News Supreme Court rulings November 2021
New cohabitation and divorce allowance: clarification from the United Sections
In ruling no. 32198 of Nov. 5, 2021, the Joint Sections intervened to resolve a contrasting interpretation on the issue of divorce allowance in favor of the economically weaker spouse who has established a stable cohabitation with a new partner.
In particular, the Supreme Court clarified that the establishment of a new cohabitation does not necessarily result in the automatic and full loss of the right to divorce benefits.
However, the circumstance is capable of affecting the quantification and revision of the same: the former spouse, deprived of adequate means, retains the right to the allowance, but in an exclusively compensatory function, as he or she cannot continue to claim payment of the welfare component of the allowance, in whose respect the new sentimental bond replaces the former one.
Legitimate technological defensive check on individual worker in case of well-founded suspicion
The Supreme Court of Cassation, in a judgment Nov. 12, 2021, no. 34092, provided interesting clarifications on the subject of technological defensive control, by the employer, against its employees, following the amendment of Article 4 of the Workers’ Statute by the “Jobs Act.”
The Ermellini have, in fact, clarified that a distinction must be made between defensive controls “in the broad sense,” carried out on all employees, which must necessarily be carried out in compliance with the provisions of the amended Article 4, and defensive controls “in the narrow sense,” aimed at specifically ascertaining unlawful conduct attributable, on the basis of concrete indications, to individual workers, which, although carried out with technological tools, not having as their object the normal activity of the worker, are outside the scope of application of the aforementioned Article 4.

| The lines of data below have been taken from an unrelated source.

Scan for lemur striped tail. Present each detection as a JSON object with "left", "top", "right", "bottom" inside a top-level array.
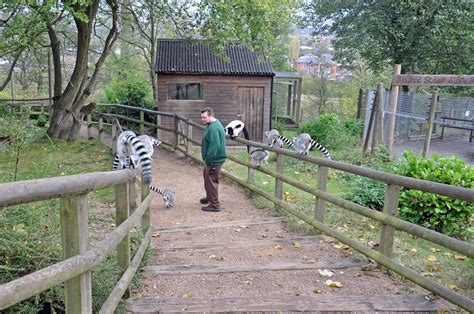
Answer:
[
  {"left": 124, "top": 135, "right": 152, "bottom": 184},
  {"left": 309, "top": 140, "right": 331, "bottom": 159}
]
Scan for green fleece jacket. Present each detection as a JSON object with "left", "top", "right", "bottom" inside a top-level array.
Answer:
[{"left": 201, "top": 120, "right": 227, "bottom": 166}]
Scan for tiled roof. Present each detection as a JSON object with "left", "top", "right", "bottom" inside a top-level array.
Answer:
[{"left": 155, "top": 39, "right": 275, "bottom": 75}]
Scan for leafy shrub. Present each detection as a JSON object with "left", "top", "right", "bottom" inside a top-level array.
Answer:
[
  {"left": 396, "top": 151, "right": 474, "bottom": 238},
  {"left": 105, "top": 78, "right": 153, "bottom": 108},
  {"left": 299, "top": 113, "right": 363, "bottom": 149}
]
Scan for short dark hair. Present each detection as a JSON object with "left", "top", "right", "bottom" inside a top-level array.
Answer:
[{"left": 201, "top": 107, "right": 214, "bottom": 116}]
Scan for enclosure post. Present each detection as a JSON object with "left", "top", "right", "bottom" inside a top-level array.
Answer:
[
  {"left": 422, "top": 91, "right": 438, "bottom": 158},
  {"left": 87, "top": 113, "right": 92, "bottom": 140},
  {"left": 156, "top": 115, "right": 161, "bottom": 139},
  {"left": 275, "top": 153, "right": 285, "bottom": 210},
  {"left": 112, "top": 119, "right": 117, "bottom": 154},
  {"left": 356, "top": 88, "right": 363, "bottom": 120},
  {"left": 48, "top": 50, "right": 53, "bottom": 125},
  {"left": 128, "top": 177, "right": 137, "bottom": 215},
  {"left": 380, "top": 184, "right": 401, "bottom": 257},
  {"left": 387, "top": 64, "right": 402, "bottom": 157},
  {"left": 371, "top": 83, "right": 384, "bottom": 152},
  {"left": 314, "top": 166, "right": 329, "bottom": 233},
  {"left": 296, "top": 78, "right": 303, "bottom": 127},
  {"left": 141, "top": 178, "right": 150, "bottom": 234},
  {"left": 115, "top": 182, "right": 130, "bottom": 269},
  {"left": 173, "top": 115, "right": 179, "bottom": 151},
  {"left": 186, "top": 121, "right": 193, "bottom": 156},
  {"left": 99, "top": 116, "right": 104, "bottom": 142},
  {"left": 115, "top": 182, "right": 130, "bottom": 269},
  {"left": 60, "top": 194, "right": 92, "bottom": 313},
  {"left": 140, "top": 110, "right": 145, "bottom": 134}
]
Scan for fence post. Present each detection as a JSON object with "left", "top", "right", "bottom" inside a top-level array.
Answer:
[
  {"left": 371, "top": 83, "right": 384, "bottom": 149},
  {"left": 60, "top": 194, "right": 92, "bottom": 313},
  {"left": 186, "top": 121, "right": 193, "bottom": 156},
  {"left": 422, "top": 91, "right": 438, "bottom": 158},
  {"left": 128, "top": 177, "right": 137, "bottom": 215},
  {"left": 173, "top": 115, "right": 179, "bottom": 151},
  {"left": 115, "top": 181, "right": 130, "bottom": 269},
  {"left": 380, "top": 184, "right": 401, "bottom": 257},
  {"left": 314, "top": 166, "right": 329, "bottom": 223},
  {"left": 275, "top": 153, "right": 285, "bottom": 210},
  {"left": 156, "top": 115, "right": 161, "bottom": 139},
  {"left": 99, "top": 116, "right": 104, "bottom": 142},
  {"left": 140, "top": 111, "right": 145, "bottom": 134},
  {"left": 141, "top": 178, "right": 150, "bottom": 234},
  {"left": 112, "top": 119, "right": 117, "bottom": 154},
  {"left": 87, "top": 113, "right": 92, "bottom": 140},
  {"left": 387, "top": 64, "right": 402, "bottom": 158}
]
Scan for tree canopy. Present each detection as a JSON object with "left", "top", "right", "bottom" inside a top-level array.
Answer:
[
  {"left": 302, "top": 0, "right": 474, "bottom": 74},
  {"left": 0, "top": 0, "right": 298, "bottom": 140}
]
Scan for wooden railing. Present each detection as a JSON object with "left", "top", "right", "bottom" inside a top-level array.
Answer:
[
  {"left": 0, "top": 105, "right": 474, "bottom": 312},
  {"left": 0, "top": 169, "right": 152, "bottom": 313},
  {"left": 87, "top": 105, "right": 474, "bottom": 312}
]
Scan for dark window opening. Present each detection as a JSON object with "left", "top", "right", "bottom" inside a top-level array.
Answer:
[{"left": 168, "top": 83, "right": 203, "bottom": 100}]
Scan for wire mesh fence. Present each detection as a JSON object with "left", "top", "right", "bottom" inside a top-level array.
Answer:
[{"left": 364, "top": 91, "right": 474, "bottom": 164}]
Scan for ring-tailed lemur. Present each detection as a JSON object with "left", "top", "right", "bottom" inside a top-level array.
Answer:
[
  {"left": 224, "top": 120, "right": 250, "bottom": 152},
  {"left": 138, "top": 134, "right": 174, "bottom": 208},
  {"left": 249, "top": 148, "right": 270, "bottom": 167},
  {"left": 293, "top": 133, "right": 331, "bottom": 159},
  {"left": 112, "top": 131, "right": 152, "bottom": 184},
  {"left": 265, "top": 129, "right": 296, "bottom": 150},
  {"left": 150, "top": 185, "right": 174, "bottom": 208}
]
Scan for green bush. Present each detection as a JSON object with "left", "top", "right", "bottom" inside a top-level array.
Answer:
[
  {"left": 105, "top": 78, "right": 153, "bottom": 109},
  {"left": 299, "top": 113, "right": 363, "bottom": 150},
  {"left": 395, "top": 151, "right": 474, "bottom": 238}
]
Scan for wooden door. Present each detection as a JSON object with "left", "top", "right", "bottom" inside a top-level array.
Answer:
[{"left": 237, "top": 87, "right": 264, "bottom": 142}]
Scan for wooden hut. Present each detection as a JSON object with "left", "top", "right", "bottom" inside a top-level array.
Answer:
[{"left": 156, "top": 39, "right": 275, "bottom": 141}]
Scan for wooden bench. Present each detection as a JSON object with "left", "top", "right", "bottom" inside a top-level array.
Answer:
[{"left": 441, "top": 117, "right": 474, "bottom": 142}]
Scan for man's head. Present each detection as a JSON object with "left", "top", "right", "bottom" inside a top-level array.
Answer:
[{"left": 201, "top": 107, "right": 216, "bottom": 124}]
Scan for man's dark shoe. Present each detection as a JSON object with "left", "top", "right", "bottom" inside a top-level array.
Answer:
[{"left": 201, "top": 205, "right": 221, "bottom": 212}]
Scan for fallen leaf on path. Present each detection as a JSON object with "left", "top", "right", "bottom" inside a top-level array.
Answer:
[
  {"left": 318, "top": 269, "right": 334, "bottom": 277},
  {"left": 324, "top": 279, "right": 342, "bottom": 288},
  {"left": 333, "top": 244, "right": 350, "bottom": 250},
  {"left": 448, "top": 284, "right": 459, "bottom": 291}
]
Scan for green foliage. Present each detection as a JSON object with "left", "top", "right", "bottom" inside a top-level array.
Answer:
[
  {"left": 395, "top": 151, "right": 474, "bottom": 238},
  {"left": 304, "top": 0, "right": 474, "bottom": 74},
  {"left": 299, "top": 113, "right": 362, "bottom": 149},
  {"left": 105, "top": 77, "right": 153, "bottom": 108}
]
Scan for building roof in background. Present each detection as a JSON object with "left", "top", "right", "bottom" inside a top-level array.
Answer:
[
  {"left": 155, "top": 39, "right": 275, "bottom": 76},
  {"left": 295, "top": 54, "right": 319, "bottom": 63}
]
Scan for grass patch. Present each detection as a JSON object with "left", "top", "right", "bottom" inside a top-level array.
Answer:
[
  {"left": 220, "top": 141, "right": 474, "bottom": 297},
  {"left": 0, "top": 136, "right": 152, "bottom": 313}
]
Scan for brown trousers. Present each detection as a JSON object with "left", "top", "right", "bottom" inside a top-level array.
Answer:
[{"left": 203, "top": 165, "right": 222, "bottom": 208}]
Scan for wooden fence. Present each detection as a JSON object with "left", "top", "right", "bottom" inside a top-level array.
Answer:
[
  {"left": 0, "top": 169, "right": 152, "bottom": 313},
  {"left": 88, "top": 105, "right": 474, "bottom": 312},
  {"left": 0, "top": 105, "right": 474, "bottom": 312}
]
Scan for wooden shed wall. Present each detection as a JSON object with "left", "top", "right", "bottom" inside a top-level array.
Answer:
[{"left": 158, "top": 74, "right": 272, "bottom": 141}]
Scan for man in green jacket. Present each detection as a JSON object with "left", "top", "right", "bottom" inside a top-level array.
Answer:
[{"left": 199, "top": 107, "right": 227, "bottom": 212}]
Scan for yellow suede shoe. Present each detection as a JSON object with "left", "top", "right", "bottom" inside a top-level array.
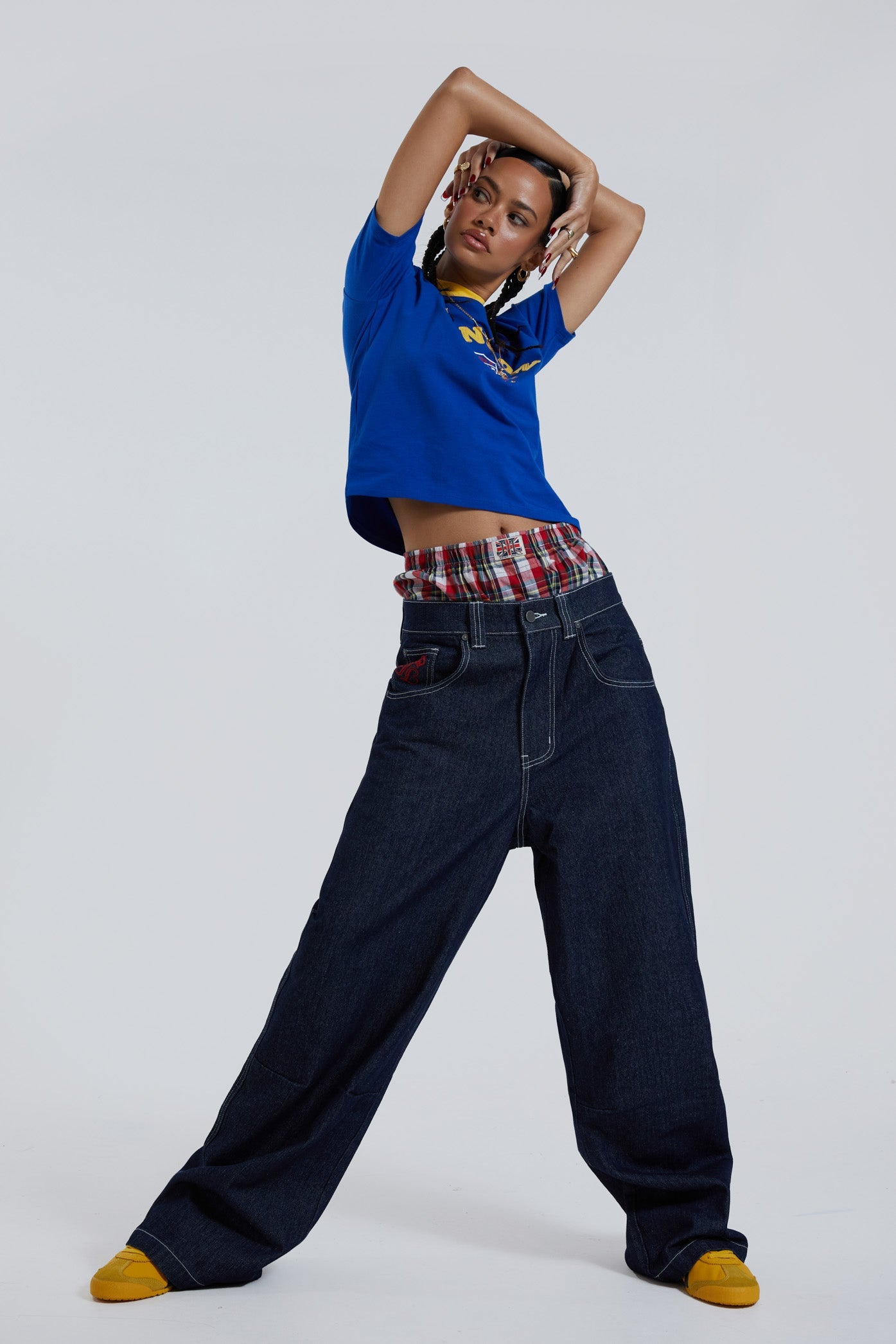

In the latter case, defensive control is not permissible if it is “an end in itself,” while it must be considered legitimate “where it is targeted and where the collection of information is implemented, by the employer, as a result of a well-founded suspicion about the commission of wrongdoing by the employee.”
From the Supreme Court, yes to “mild adoption”
The Supreme Court, in Order no. 35840/2021, made it clear that full and legitimizing adoption, which severed all ties with the family of origin, should be thelast resort to be resorted to only if maintaining a bond with the parents is contrary to the best interests of the child.
Where this circumstance does not exist, the solution of “mild adoption,” in which the legally established filiation bond overlaps with the blood bond but does not extinguish it, is to be preferred, especially, in cases of cyclical or semi-permanent abandonment caused by parental fragility, which occurred in the presence of a significant emotional relationship between natural parents and children.